The function of GDF15 is not fully clear but it seems to have a role in regulating inflammatory pathways and to be involved in regulating apoptosis, angiogenesis, cell repair and cell growth, which are biological processes observed in cardiovascular and neoplastic disorders.[6][9][10][11]

Clinical significance

GDF15 has shown to be a strong prognostic protein in patients with different diseases such as heart diseases and cancer.[12] In cardiovascular tissues it is shown that GDF15 concentrations increase in response to atherosclerosis, ischemia/reperfusion injury and heart failure.[13] In patients with coronary artery disease (CAD), GDF15 is shown to be associated with adverse outcome such as mortality, myocardial infarction, stroke and with bleeding.[14]
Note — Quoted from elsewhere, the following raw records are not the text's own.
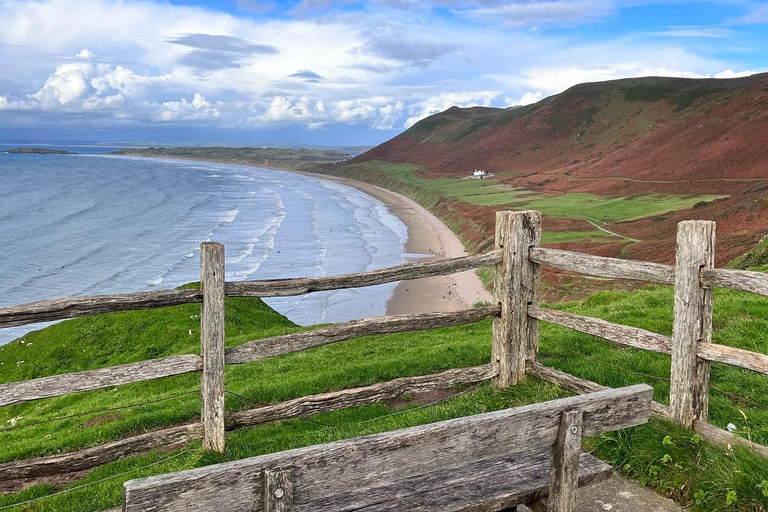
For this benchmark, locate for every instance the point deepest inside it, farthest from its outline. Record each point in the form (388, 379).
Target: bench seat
(485, 486)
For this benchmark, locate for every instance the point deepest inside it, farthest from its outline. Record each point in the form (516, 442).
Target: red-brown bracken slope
(617, 138)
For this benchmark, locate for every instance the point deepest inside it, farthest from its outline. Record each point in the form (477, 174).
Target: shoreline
(428, 239)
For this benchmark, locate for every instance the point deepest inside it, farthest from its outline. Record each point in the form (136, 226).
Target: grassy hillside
(635, 156)
(660, 454)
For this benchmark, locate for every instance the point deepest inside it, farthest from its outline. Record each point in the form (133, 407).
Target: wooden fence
(517, 259)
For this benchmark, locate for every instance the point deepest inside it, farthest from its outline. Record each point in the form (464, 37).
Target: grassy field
(491, 192)
(660, 454)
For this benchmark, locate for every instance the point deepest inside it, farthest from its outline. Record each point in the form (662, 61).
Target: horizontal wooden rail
(733, 356)
(287, 343)
(57, 385)
(406, 271)
(72, 307)
(622, 334)
(581, 386)
(333, 401)
(604, 267)
(647, 340)
(744, 280)
(174, 436)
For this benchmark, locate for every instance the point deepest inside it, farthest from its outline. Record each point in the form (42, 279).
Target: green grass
(740, 320)
(491, 192)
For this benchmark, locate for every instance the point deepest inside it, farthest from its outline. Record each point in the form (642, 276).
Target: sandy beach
(428, 239)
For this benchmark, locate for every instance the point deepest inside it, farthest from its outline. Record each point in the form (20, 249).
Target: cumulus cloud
(526, 99)
(441, 102)
(199, 109)
(85, 53)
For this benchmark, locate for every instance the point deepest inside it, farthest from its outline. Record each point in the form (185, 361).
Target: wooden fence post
(689, 389)
(515, 334)
(212, 345)
(564, 472)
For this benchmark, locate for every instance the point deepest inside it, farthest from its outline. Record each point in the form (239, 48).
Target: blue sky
(330, 72)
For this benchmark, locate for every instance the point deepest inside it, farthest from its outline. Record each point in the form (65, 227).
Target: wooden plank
(647, 340)
(689, 387)
(335, 400)
(57, 385)
(744, 280)
(287, 343)
(406, 271)
(347, 465)
(734, 356)
(305, 405)
(581, 386)
(600, 266)
(100, 455)
(564, 473)
(515, 335)
(490, 485)
(722, 437)
(212, 346)
(278, 490)
(71, 307)
(621, 334)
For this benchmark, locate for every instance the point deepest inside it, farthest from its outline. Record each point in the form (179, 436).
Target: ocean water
(91, 224)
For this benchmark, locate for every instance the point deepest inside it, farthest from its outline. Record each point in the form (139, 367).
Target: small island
(37, 151)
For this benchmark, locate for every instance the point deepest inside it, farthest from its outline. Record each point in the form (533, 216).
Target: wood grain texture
(722, 437)
(515, 334)
(57, 385)
(734, 356)
(99, 455)
(406, 271)
(604, 267)
(326, 402)
(278, 490)
(744, 280)
(212, 346)
(495, 484)
(621, 334)
(564, 473)
(582, 386)
(72, 307)
(689, 387)
(350, 465)
(274, 346)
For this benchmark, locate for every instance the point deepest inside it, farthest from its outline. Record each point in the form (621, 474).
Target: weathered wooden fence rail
(517, 259)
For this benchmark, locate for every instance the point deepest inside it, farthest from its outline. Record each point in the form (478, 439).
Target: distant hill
(702, 138)
(37, 151)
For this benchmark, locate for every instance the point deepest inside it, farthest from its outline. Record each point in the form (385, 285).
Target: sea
(93, 223)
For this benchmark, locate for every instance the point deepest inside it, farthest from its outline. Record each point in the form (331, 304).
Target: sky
(336, 72)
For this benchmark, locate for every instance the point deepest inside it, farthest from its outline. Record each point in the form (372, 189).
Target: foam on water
(144, 219)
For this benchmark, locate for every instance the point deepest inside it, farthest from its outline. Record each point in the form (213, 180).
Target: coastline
(428, 238)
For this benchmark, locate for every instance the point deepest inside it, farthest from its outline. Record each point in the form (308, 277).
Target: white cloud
(526, 99)
(199, 109)
(729, 73)
(441, 102)
(85, 53)
(527, 13)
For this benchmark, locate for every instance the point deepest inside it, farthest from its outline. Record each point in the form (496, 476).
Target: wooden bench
(488, 462)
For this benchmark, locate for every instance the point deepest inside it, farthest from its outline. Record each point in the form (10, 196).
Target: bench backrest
(306, 477)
However, elevated GDF15 levels in diseases such as cancer and heart disease may be the result of inflammation caused by these diseases. Note that GDF15 is necessary for surviving both bacterial and viral infections, as well as sepsis. The protective effects of GDF15 were largely independent of pathogen control or the magnitude of inflammatory response, suggesting a role in disease tolerance.[15]

Metformin was shown to cause increased levels of GDF15. This increase mediates the effect of body weight loss by metformin.[16] Further study has shown weight loss is promoted by maintaining energy expenditure in addition to appetite suppression.[17]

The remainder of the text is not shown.